Berlin: Griechen-Hilfe ist gescheitert
Im Oktober war der deutsche Wirtschaftsminister Philipp Rösler mit einer Delegation von rund 70 deutschen Unternehmern nach Griechenland gereist. Eine „Innovations- und Wachstumsoffensive“ sollte den maroden Staat dabei unterstützen, wirtschaftlich wieder auf die Beine zu kommen. Michalis Chrysohoides, Minister für Entwicklung, Wettbewerbsfähigkeit und maritime Angelegenheiten, versprach viel - Abbau bürokratischer Hürden, Besserung der schlechten Zahlungsmoral –, hielt aber wenig. Nach sechs Monaten hält das deutsche Wirtschaftsministerium die bisherigen internationalen Bemühungen um mehr Wirtschaftswachstum in Griechenland für gescheitert, berichtet die Süddeutsche Zeitung (SZ) vom Mittwoch.
"Eine vorläufige Bilanz des deutschen Unterstützungsangebots fällt ernüchternd aus", heißt es demnach in einem Arbeitspapier des Ministeriums. "Die Umsetzung auf griechischer Seite ist nach wie vor unzureichend", wird darin dem Bericht zufolge weiter kritisiert.
Neben den Sparanstrengungen sollte in zahlreichen Punkten die Wettbewerbsfähigkeit des Landes gestärkt werden. Das Wirtschaftsministerium kritisiert jedoch, die Regierung in Athen habe kein großes Interesse an einem solchen Ansatz: "Auf griechischer Seite genießt die Umsetzung offenbar keine Priorität. Das ist aus deutscher Sicht nicht akzeptabel", heißt es laut SZ in dem Arbeitspapier.
Parlament stimmt weiteren Kürzungen zu
Das griechische Parlament hat am Dienstagabend weiteren Haushaltskürzungen zugestimmt, wie sie von den Gläubigern des hochverschuldeten Landes verlangt werden. 202 der 283 anwesenden Abgeordneten stimmten Einschnitten in Höhe von 3,2 Milliarden Euro für das Jahr 2012 zu.
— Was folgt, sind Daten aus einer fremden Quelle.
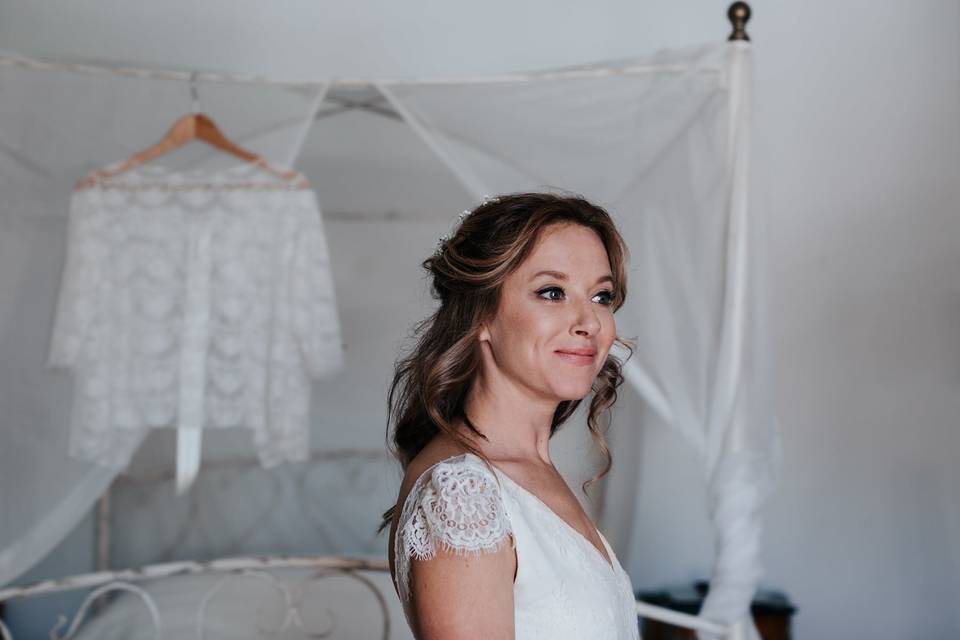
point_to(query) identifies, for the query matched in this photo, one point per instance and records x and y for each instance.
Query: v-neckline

Die Sparmaßnahmen sehen unter anderem Lohn-, Renten- und Sozialkürzungen vor.
Die privaten Gläubiger - Banken, Versicherungen und Hedgefonds - sollen in den kommenden Tagen ihre griechischen Schuldscheine in neue Anleihen mit längeren Laufzeiten und geringeren Zinsen umtauschen. Die Zeit drängt, denn bis zum 20. März muss die Regierung in Athen Schulden in Höhe von 14,5 Milliarden Euro tilgen. Ohne finanzielle Unterstützung ist Griechenland dazu nicht in der Lage.
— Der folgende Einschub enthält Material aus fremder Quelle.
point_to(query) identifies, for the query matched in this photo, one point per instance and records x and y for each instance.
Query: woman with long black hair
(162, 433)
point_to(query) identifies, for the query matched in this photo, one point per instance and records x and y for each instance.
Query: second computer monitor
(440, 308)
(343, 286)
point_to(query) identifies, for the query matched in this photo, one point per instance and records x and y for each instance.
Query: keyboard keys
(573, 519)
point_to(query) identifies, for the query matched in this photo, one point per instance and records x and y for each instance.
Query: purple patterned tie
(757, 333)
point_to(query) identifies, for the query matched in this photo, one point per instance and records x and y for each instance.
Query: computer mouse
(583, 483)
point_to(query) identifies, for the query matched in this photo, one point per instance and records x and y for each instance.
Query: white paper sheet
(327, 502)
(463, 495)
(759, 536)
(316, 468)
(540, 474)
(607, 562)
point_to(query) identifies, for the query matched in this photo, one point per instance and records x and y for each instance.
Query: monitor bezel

EU-Kommissar für Griechenland
Eurogruppenchef Jean-Claude Juncker hat einen eigenen EU-Kommissar mit Zuständigkeit für Griechenland gefordert. "Ich wäre sehr dafür, dass ein EU-Kommissar mit dem Aufbau der griechischen Wirtschaftsstruktur beauftragt wird", sagte Juncker der Tageszeitung Die Welt von Mittwoch. Es handle sich dabei aber nicht um die Beauftragung des umstrittenen "Sparkommissars".
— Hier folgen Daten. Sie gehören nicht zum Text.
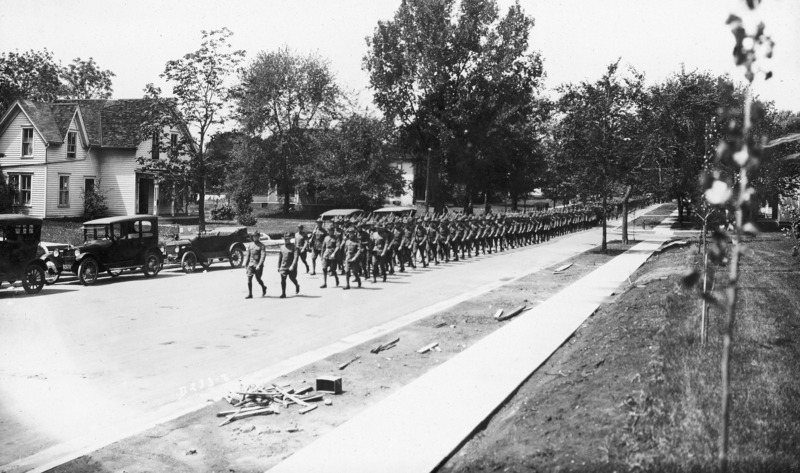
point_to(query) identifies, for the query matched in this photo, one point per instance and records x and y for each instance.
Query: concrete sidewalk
(419, 426)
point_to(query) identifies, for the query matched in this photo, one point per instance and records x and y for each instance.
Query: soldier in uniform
(301, 241)
(317, 238)
(254, 264)
(352, 257)
(287, 263)
(329, 247)
(379, 249)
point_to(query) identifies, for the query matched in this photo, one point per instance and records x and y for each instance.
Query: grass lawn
(634, 390)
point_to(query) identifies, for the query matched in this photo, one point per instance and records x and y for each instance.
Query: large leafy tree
(201, 92)
(680, 118)
(460, 82)
(354, 163)
(286, 97)
(32, 75)
(597, 124)
(85, 80)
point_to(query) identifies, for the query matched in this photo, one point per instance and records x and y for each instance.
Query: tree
(462, 85)
(31, 75)
(201, 94)
(85, 80)
(284, 96)
(597, 123)
(680, 113)
(354, 163)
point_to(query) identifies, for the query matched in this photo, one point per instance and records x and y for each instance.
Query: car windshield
(96, 232)
(26, 232)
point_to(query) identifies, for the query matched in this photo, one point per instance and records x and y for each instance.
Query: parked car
(341, 213)
(192, 247)
(114, 244)
(55, 256)
(395, 212)
(19, 244)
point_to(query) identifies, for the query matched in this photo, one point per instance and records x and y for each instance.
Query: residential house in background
(52, 153)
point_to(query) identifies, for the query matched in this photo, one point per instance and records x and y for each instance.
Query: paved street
(82, 365)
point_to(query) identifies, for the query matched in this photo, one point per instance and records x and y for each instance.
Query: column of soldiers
(371, 248)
Ein EU-Kommissar sei nötig, weil die Wirtschaftsstruktur des Landes "der unseren in keiner Weise vergleichbar" sei, sagte der luxemburgische Regierungschef weiter. Die griechische Regierung habe es "bisher nicht vermocht", die wirtschaftliche Infrastruktur des Landes an europäische Standards anzupassen. "Deshalb müssen wir bei der Umsetzung selbst mit anpacken", sagte Juncker der Zeitung. "Irgendjemand muss eben Hilfestellung bieten, die griechische Wirtschaftspolitik denken und vorausdenken." Monatliche Treffen der Euro-Finanzminister reichten dazu nicht aus.